SketchGuard: Scaling Byzantine-Robust Decentralized Federated Learning via Sketch-Based Screening
Pith reviewed 2026-05-18 08:51 UTC · model grok-4.3
The pith
SketchGuard uses Count Sketches to screen neighbors first, so rejected Byzantine nodes cost only O(k) instead of O(d) in decentralized federated learning.
A machine-rendered reading of the paper's core claim, the machinery that carries it, and where it could break.
Core claim
SketchGuard decouples Byzantine filtering from aggregation by exchanging only k-dimensional Count Sketches for neighbor screening and fetching full d-dimensional models solely from accepted neighbors. Count Sketch's distance-preservation property ensures that the sketch-based filter deviates from a full-precision filter by at most a (1 + O(ε)) factor in the effective threshold, which can be driven arbitrarily close to 1. This yields communication savings that grow with the Byzantine rejection rate, reaching 50-70 percent when half or more neighbors are malicious, while matching state-of-the-art robustness across multiple topologies and attack types.
What carries the argument
Count Sketch distance-preservation guarantee applied to neighbor screening before full-model aggregation.
If this is right
- Communication savings scale directly with the fraction of rejected neighbors and become negligible only when almost all neighbors are honest.
- Convergence holds in both strongly convex and non-convex regimes with an arbitrarily small gap to the exact-threshold case.
- Robustness remains stable across five network topologies and four attack types even when sketches are compressed by factors up to 13,000:1.
- Computation drops by as much as 82 percent relative to full-precision robust baselines while mean TER deviation stays at or below 0.5 percentage points.
Where Pith is reading between the lines
- The same screening-before-fetch pattern could reduce overhead in any distance-based defense that currently exchanges full vectors with all participants.
- For very large models the relative savings would grow further because the fixed sketch size k stays independent of dimension d.
- Choosing sketch size to target a specific ε lets practitioners trade a quantifiable robustness gap for predictable communication reduction without retraining the defense logic.
Load-bearing premise
The distance-preservation guarantee of Count Sketch ensures that sketch-based filtering deviates from full-precision filtering by at most a (1+O(ε)) factor in the effective threshold.
What would settle it
An experiment or counterexample in which the observed deviation between sketch-based and full-precision filtering thresholds exceeds the claimed (1 + O(ε)) bound for a chosen sketch size, or in which SketchGuard's test error rate on one of the three non-IID benchmarks deviates by more than 0.5 percentage points from the full-precision baseline under any of the four attack types.
Figures
read the original abstract
Decentralized Federated Learning (DFL) enables privacy-preserving collaborative training without centralized servers but remains vulnerable to Byzantine attacks.
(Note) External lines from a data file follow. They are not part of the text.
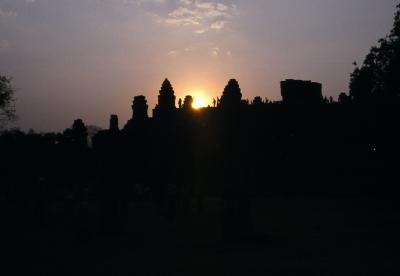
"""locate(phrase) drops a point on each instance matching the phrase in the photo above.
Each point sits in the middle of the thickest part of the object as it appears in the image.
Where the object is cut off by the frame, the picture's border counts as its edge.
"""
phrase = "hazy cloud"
(200, 15)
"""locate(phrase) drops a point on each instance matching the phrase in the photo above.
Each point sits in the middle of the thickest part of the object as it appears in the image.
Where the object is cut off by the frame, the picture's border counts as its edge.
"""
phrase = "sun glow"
(199, 102)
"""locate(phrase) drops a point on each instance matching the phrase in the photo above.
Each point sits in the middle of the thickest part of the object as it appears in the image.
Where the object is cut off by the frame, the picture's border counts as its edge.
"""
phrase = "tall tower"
(232, 95)
(140, 108)
(114, 127)
(166, 101)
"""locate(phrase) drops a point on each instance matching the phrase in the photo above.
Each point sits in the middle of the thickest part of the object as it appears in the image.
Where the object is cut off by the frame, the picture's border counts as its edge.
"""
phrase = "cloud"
(172, 53)
(4, 13)
(199, 15)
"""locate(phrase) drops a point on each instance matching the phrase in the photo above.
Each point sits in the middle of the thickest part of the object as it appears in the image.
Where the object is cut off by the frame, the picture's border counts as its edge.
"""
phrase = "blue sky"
(88, 58)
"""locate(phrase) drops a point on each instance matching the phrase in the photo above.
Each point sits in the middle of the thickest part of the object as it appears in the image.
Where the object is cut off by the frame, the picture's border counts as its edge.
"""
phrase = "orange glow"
(199, 102)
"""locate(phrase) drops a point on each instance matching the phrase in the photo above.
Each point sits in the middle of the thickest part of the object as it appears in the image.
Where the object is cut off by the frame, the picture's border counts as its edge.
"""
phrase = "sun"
(199, 102)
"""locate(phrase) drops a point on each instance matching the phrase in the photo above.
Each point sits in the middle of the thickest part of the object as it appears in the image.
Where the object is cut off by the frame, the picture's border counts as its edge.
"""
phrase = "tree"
(377, 79)
(7, 108)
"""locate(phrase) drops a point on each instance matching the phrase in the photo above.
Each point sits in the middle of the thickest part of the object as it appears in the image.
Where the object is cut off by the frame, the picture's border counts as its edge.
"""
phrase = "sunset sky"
(87, 58)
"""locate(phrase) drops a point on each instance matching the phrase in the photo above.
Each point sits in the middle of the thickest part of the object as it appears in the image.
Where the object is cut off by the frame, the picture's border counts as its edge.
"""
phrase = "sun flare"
(199, 102)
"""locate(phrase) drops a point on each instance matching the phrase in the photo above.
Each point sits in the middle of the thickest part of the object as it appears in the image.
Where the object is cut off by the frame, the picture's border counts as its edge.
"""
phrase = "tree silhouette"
(232, 95)
(166, 100)
(377, 79)
(7, 109)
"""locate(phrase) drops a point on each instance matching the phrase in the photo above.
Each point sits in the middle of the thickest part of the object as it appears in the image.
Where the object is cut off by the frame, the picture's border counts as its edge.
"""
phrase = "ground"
(292, 236)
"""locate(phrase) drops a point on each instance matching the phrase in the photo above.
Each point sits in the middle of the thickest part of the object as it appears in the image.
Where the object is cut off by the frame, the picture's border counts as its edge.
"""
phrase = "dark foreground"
(292, 236)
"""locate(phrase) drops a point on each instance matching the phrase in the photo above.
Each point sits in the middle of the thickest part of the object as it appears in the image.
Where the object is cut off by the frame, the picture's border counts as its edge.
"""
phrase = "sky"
(88, 58)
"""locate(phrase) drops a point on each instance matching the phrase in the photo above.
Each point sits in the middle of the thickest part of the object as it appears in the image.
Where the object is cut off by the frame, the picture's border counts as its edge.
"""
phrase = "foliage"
(7, 108)
(377, 79)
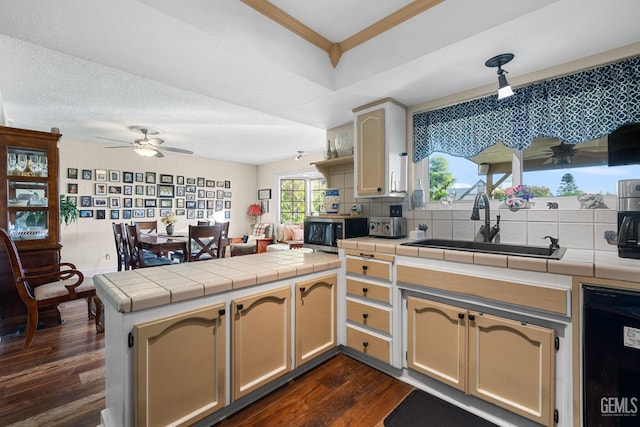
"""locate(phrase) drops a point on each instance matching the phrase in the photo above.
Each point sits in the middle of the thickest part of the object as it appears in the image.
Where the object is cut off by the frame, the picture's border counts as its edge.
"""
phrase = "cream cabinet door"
(437, 341)
(261, 345)
(179, 367)
(371, 153)
(315, 317)
(512, 365)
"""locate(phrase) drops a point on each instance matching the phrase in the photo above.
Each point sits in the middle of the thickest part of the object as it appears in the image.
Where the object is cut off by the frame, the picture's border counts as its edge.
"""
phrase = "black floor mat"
(424, 410)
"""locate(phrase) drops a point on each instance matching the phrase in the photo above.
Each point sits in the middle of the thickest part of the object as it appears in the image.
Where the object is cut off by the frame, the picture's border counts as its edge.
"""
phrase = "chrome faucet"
(488, 232)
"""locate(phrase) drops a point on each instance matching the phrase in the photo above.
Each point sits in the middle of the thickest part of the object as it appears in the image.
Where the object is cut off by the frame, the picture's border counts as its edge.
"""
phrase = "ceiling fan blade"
(174, 150)
(111, 139)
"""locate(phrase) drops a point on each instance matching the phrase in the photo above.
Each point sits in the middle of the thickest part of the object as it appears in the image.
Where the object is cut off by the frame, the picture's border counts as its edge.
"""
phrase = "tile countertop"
(145, 288)
(575, 262)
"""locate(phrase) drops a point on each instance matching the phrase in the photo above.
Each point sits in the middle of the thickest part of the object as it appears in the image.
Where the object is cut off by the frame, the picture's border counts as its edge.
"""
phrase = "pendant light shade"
(504, 89)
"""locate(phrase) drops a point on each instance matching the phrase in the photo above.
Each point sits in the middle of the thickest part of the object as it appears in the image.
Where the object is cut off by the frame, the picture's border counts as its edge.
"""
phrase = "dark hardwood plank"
(59, 381)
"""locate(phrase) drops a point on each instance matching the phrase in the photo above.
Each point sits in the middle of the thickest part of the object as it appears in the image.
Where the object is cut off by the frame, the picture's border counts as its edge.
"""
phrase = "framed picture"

Existing Byzantine-robust defenses are predicated on exchanging full, high-dimensional model vectors with every neighbor before filtering, an $O(d|\mathcal{N}_i|)$ communication cost incurred regardless of how many neighbors are ultimately rejected. This design choice is sustainable in small-scale experimental settings but becomes a fundamental barrier to deployment as network scale or model size grows. We propose SketchGuard, a framework that decouples Byzantine filtering from aggregation via sketch-based screening. Each client compresses its $d$-dimensional model to a $k$-dimensional Count Sketch ($k \ll d$), exchanges only sketches for neighbor screening, and fetches full models exclusively from accepted neighbors. This eliminates the pre-filtering communication waste of existing defenses: rejected Byzantine neighbors incur only $O(k)$ sketch cost rather than $O(d)$ full-model cost. Communication savings therefore scale with the Byzantine rejection rate: negligible extra overhead in benign conditions, rising to 50-70% total savings when 50-70% of neighbors are rejected. We prove convergence in both strongly convex and non-convex settings, establishing that Count Sketch's distance-preservation guarantee causes sketch-based filtering to deviate from full-precision filtering by at most a $(1+O(\epsilon))$ factor in the effective threshold, a gap that can be made arbitrarily small. Experiments across three non-IID federated benchmarks, five network topologies, and four attack types confirm that SketchGuard matches state-of-the-art robustness (mean TER deviation $\leq$0.5 percentage points) while reducing computation by up to 82%, with robustness remaining stable across compression ratios up to 13,000:1.
Editorial analysis
A structured set of objections, weighed in public.
Referee Report
Summary. The manuscript proposes SketchGuard for Byzantine-robust decentralized federated learning. It decouples neighbor screening from aggregation by exchanging k-dimensional Count Sketches (k ≪ d) instead of full d-dimensional models, incurring O(k) cost only for rejected Byzantine neighbors. The authors prove convergence for both strongly convex and non-convex objectives, showing that the sketch-based filter deviates from full-precision filtering by at most a (1+O(ε)) factor in the effective threshold. Experiments across three non-IID benchmarks, five topologies, and four attack types report matching SOTA robustness (mean TER deviation ≤0.5 pp) with up to 82% computation reduction and stability at compression ratios up to 13,000:1.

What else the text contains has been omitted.